I would like to emphasize that Canadians, regardless of what political party they support, or what part of the country they are from, share some fundamental values. One is that children should come first. All of us in the House acknowledge that children, by the very nature of their childhood, are vulnerable and powerless and that their interests should be put first and foremost in every piece of legislation affecting children. That is what this legislation does.
Those values make up an important part of providing the framework for the legislation. The legislation will provide adequate and consistent child support levels. Those values should respect fathers who make their payments and make sure that those who are obliged to pay actually do.
The starting point for understanding this legislation is to understand that the Canadian family has changed dramatically over the last 20 years.

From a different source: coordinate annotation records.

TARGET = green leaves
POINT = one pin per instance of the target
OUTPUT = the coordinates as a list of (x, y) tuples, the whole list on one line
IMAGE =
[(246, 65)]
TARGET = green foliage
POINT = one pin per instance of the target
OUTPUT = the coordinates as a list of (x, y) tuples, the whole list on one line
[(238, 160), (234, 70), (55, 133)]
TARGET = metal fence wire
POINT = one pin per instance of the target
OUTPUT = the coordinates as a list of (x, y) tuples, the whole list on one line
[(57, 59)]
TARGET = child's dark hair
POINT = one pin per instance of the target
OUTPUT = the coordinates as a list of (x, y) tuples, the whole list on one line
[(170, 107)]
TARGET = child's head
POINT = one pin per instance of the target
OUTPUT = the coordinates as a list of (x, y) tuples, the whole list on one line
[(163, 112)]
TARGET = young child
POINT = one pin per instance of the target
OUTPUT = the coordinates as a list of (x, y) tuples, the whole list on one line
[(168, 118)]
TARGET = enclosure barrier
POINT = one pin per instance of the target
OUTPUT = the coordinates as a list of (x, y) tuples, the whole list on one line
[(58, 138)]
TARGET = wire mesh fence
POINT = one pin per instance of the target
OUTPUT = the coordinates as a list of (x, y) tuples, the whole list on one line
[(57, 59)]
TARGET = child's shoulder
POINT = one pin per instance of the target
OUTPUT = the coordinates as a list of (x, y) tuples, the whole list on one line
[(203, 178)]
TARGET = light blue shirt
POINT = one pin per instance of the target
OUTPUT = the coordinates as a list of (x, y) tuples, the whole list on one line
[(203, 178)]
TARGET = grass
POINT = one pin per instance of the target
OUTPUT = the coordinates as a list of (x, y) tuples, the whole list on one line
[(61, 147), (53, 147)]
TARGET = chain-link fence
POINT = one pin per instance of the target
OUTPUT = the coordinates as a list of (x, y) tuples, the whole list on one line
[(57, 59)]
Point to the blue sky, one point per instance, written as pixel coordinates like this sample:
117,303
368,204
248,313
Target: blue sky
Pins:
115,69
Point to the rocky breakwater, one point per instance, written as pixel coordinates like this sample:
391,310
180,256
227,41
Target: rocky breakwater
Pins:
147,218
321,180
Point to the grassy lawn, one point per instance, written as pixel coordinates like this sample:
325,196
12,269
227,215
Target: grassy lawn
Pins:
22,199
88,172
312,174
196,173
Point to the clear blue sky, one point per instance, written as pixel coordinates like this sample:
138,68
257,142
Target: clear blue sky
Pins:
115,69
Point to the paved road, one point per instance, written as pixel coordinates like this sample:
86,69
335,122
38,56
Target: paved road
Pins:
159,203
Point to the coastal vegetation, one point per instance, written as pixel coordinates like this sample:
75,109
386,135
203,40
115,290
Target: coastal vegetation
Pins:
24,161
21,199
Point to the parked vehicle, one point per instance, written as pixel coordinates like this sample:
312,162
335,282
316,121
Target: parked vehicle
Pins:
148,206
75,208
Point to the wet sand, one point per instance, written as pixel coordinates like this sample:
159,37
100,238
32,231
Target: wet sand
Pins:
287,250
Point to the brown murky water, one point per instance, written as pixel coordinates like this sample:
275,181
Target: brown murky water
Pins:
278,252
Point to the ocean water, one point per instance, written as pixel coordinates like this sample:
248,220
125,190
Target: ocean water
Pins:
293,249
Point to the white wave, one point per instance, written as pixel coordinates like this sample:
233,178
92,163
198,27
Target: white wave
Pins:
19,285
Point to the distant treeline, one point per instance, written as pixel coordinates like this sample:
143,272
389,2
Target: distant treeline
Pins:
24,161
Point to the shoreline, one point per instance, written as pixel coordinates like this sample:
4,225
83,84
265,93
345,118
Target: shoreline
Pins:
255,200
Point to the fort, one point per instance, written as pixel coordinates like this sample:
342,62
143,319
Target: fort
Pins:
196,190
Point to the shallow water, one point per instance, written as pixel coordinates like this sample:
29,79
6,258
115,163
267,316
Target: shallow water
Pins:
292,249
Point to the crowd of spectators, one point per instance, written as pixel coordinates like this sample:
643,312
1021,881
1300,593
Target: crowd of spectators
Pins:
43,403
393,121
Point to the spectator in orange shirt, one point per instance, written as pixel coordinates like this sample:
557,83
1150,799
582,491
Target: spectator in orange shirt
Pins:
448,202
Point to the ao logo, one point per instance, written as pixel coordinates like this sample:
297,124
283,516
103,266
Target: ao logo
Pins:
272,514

I agree with the sentiment of the Reform Party that oftentimes those changes are not for the better. I do not think any of us are particularly comfortable with the rise in family break-up and divorce.
Over the past 20 years families headed by an individual parent have doubled in number. There are almost one million such families in Canada. In 1990, 61 per cent of single parent families headed by women lived below the poverty line. That is an extremely difficult social problem. It is not the fault of government per se, it is a combination of a number of factors. But government needs to address the issue.
The poverty level for single parent families headed by women is at 61 per cent compared with just 10 per cent for two parent families with children. While the steps taken in this bill will not end child poverty, they are an important part of the Liberal government's program to try to alleviate child poverty.
This measure derives its value from shared principles that we have as Canadians. First is the principle that children should be first in line. These reforms will put them there and keep them there. Child support is the first obligation of parents.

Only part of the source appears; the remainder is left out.